Learning is a Choice

This week I read an article by Dennis Prager entitled Does a Women Trade Her Mind for a Mop. I loved this article. Many people now days think that be a isn't just useless and mind numbering, but also degrading as well. They think that there education is useless and they stop learning because of their environment that they are in. This is completely false. Learning is a choice. Someone can go to work for five years and learn the same about as someone that stays at home. It all depends on how they spend their time. A stay at home mom can spend her time listening to books while she does many things such as cleaning and folding laundry. This isn't always as easy for someone that goes to work every day. 
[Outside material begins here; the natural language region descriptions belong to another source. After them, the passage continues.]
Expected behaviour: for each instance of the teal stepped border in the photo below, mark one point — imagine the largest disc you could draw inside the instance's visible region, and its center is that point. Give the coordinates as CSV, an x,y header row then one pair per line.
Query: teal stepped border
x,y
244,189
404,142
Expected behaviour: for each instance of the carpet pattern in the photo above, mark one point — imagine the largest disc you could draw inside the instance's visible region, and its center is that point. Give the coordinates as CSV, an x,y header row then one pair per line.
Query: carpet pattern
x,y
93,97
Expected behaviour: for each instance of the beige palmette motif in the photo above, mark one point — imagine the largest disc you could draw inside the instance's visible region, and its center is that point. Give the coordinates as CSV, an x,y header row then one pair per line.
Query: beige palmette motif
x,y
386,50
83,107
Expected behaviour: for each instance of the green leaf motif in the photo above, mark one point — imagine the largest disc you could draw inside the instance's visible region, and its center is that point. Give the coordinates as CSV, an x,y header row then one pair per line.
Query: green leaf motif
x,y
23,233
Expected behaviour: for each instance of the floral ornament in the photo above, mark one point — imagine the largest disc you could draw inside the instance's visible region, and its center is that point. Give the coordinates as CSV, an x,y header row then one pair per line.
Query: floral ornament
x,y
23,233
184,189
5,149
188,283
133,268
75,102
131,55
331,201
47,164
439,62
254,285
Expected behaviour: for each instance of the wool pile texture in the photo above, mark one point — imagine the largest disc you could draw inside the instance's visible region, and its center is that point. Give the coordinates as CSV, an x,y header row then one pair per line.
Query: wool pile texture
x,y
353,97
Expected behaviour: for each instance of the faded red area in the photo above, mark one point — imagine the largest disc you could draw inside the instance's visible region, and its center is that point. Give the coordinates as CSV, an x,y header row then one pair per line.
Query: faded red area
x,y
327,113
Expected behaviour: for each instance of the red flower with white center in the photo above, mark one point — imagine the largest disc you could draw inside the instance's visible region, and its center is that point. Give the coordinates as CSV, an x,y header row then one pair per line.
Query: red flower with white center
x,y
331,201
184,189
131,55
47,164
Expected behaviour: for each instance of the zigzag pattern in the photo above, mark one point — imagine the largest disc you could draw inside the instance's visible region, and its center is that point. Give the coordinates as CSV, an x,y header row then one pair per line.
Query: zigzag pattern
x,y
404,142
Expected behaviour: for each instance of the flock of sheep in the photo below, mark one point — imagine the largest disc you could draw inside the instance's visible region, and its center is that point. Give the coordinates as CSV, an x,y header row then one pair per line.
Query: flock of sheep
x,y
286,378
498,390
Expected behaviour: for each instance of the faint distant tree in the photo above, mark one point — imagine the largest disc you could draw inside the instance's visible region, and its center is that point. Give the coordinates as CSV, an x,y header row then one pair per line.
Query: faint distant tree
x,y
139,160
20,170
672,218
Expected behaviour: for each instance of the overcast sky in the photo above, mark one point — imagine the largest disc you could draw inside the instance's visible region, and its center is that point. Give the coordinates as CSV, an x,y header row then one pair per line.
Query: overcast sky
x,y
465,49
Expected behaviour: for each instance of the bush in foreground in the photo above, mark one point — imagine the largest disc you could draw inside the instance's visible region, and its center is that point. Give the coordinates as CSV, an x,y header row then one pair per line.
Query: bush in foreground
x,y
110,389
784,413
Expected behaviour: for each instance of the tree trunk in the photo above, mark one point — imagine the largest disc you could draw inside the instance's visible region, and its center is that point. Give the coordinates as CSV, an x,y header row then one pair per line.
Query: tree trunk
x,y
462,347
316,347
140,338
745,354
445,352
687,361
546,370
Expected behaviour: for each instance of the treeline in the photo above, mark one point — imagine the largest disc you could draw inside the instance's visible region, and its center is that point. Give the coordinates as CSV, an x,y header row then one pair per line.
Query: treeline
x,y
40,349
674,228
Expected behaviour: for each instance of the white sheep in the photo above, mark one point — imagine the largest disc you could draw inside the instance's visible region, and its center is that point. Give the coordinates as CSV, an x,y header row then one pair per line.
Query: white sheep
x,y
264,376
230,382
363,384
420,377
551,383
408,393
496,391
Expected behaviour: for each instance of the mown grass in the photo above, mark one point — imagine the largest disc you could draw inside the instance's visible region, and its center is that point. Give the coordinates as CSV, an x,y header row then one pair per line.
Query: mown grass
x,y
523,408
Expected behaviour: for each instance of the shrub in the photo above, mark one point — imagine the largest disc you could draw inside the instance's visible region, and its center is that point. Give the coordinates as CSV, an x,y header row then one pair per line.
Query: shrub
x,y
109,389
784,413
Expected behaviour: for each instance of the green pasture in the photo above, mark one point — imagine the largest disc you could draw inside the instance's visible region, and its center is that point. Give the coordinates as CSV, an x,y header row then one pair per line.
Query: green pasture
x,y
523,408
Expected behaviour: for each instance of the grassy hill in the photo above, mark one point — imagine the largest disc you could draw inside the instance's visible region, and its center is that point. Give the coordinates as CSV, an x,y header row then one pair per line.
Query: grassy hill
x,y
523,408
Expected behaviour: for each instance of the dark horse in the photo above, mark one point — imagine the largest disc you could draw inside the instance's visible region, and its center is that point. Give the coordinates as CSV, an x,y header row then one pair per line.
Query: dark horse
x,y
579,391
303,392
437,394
Saturday, November 23, 2013

Family Council

Communication in a family is very important. One of the best ways to have open communication is to have weekly family council. It is important that you have are making an agenda throughout the week. That way there is nothing that is forgotten. One of the best ways is to post it somewhere where all of the family members have access to it. The next step is to make sure that you show love and appreciation for each other. This encourages open communication with one another. Everyone in the family knows that they are cared for and have that there opinion has value. The next step is to make sure that you have an opening prayer. This invites the spirit and helps you know what the lords will is. Next is to start the discussion. It is important that everyone comes to a consensus, before a decision is finalized. Next you need to say a closing prayer so that you can express gratitude. Last is to have some way that we can all become better friends. This can be done through lots of ways like refreshments.     
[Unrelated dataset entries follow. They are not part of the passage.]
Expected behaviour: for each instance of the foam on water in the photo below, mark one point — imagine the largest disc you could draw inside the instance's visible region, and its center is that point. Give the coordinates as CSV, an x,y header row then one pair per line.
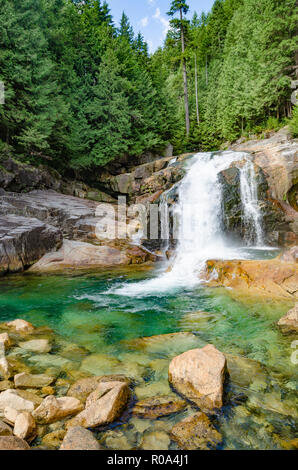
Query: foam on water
x,y
200,229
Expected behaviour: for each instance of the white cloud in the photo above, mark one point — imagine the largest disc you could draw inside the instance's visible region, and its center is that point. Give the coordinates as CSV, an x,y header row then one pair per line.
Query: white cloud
x,y
144,21
164,22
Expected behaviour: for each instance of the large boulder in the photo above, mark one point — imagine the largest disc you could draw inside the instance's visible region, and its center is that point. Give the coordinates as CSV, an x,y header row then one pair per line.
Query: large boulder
x,y
23,241
199,375
196,433
103,406
78,438
289,323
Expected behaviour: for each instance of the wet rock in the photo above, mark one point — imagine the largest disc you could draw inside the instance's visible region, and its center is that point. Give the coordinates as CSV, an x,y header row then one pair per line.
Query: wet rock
x,y
152,408
168,344
156,440
82,388
5,385
13,399
20,326
51,360
81,255
103,406
196,432
199,375
289,323
10,414
78,438
36,345
256,277
24,426
54,439
101,364
53,409
23,241
13,443
24,380
116,440
5,340
5,430
244,371
148,390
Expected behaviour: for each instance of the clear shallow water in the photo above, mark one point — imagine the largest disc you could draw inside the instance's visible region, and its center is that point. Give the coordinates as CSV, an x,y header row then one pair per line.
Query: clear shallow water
x,y
260,409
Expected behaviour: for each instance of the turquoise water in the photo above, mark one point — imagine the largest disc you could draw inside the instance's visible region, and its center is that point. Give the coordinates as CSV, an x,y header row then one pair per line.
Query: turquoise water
x,y
260,406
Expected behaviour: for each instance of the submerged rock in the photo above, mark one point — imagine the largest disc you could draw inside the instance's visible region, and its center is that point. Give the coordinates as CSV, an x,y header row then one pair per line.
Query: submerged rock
x,y
13,443
155,440
13,399
36,345
152,408
53,409
78,438
5,430
289,323
199,375
273,278
196,432
103,406
24,380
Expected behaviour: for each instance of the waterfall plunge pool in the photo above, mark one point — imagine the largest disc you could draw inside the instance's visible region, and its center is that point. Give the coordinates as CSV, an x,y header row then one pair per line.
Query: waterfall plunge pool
x,y
97,327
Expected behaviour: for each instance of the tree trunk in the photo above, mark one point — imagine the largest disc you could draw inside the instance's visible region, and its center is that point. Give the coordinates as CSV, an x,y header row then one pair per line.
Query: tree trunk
x,y
197,97
187,123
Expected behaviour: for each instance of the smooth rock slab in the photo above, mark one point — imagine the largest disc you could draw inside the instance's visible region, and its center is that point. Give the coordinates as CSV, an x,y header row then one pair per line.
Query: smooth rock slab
x,y
199,375
103,406
24,380
78,438
53,409
13,443
196,432
152,408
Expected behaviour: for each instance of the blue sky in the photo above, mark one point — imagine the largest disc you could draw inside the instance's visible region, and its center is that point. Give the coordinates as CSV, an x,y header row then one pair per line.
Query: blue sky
x,y
150,18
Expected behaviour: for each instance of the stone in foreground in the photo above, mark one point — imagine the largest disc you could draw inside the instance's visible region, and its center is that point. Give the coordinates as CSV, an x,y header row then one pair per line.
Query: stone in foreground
x,y
25,427
152,408
78,438
53,409
13,443
196,433
103,406
199,375
289,323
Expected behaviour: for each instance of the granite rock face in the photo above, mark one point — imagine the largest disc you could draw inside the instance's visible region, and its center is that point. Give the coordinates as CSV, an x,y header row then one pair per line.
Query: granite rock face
x,y
23,241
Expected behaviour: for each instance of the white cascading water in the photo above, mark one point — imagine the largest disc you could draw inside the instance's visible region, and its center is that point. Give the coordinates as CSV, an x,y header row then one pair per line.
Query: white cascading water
x,y
200,233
Thursday, November 21, 2013

Family Crisis

In this week of family relations we learned about family crisis and family stress. Every family at some point will face family crisis and family stressors. It is not so important what the crisis and stress is, but rather who we react to the family stress or crisis. In a family crisis there is something that is called the abc/e model. A is the actual event. B is the both of their resources. C is their cognition. X is the total experience. The actual event isn't as big of a deal. Main this is because there is nothing that you can do about it. With resources the most important thing with is not what resources that they have, but how they use their resources. Cognition is how they are metal handling the situation. The most important thing with x is that at the end they are pulling together. Crisis can actual have a way of pulling a couple together.  

Friday, November 8, 2013

Not Yet

Now day’s sexual intimacy is such an interesting subject. There are many good people that would avoid the topic at all cost and then there are others that can seem to talk about it enough. This has made it very confusing for some teenagers. The media seems to shove try and shove sex down their throats every chance that they get. Many good parents have some great concern about this. So to combat this message that everyone should be having sex they send many warns to their teenagers about all of the dangers of sex. The problem with this is many of teenage become sacred of sex. They think that it is dirt and if they do it they too will become dirt. This becomes a problem when the teenagers get married and now it is okay. They have lots of martial problem because they don’t want to be dirty people. We need to be more careful about how we teach are teens. We need to teach them not yet instead of no.     

Marriages vs Weddings

This week in Family Relations we learned about transitioning into marriage. I find it interesting that people will spend many hours and lot of money on their wedding and then once they are married they think that everything is down and that they know longer need to spend time or money on their marriage, I think that if people but in the same about of effort into their marriage that they did with their wedding then there would be a big difference in the rate of divorces. People would know and appreciate their partner. They wouldn't feel the need to get divorced. If there was a problem the couple would be putting in enough time to work it out. People need to remember that if they aren’t putting time and energy into their marriage, then their marriage is slowly disengaging. 

Wednesday, October 23, 2013

Dating

This week in my class we have been learning a lot about dating and preparation for marriage. We spent a lot of time learning about how dating has changed over the years.  The difference between dating and courting is something that we have lost over the years that I think our culture desperately needs to get back. We use to go on dates (with many of the same people at once), start courting (our dating now days), engagement and marriage. Our culture use to spend a lot of time in the first stage and quite a bit of time on the second stage. Then fairly little time on the second two stages. My generation does almost the exact opposite. We spend very little time dating, sometimes we don’t even spend any time dating. Instead we just hang out for a few weeks. We become couples really quick after we meet. We then get engaged fairly fast. Then before we now it we are married and all of these problems arise. This is because people really don’t know who they have married and what to expect. We also haven’t learned what it is like to be really committed to each other. There is a reason that the prophet and apostles keep telling us to date more. Now all we need to do is listen.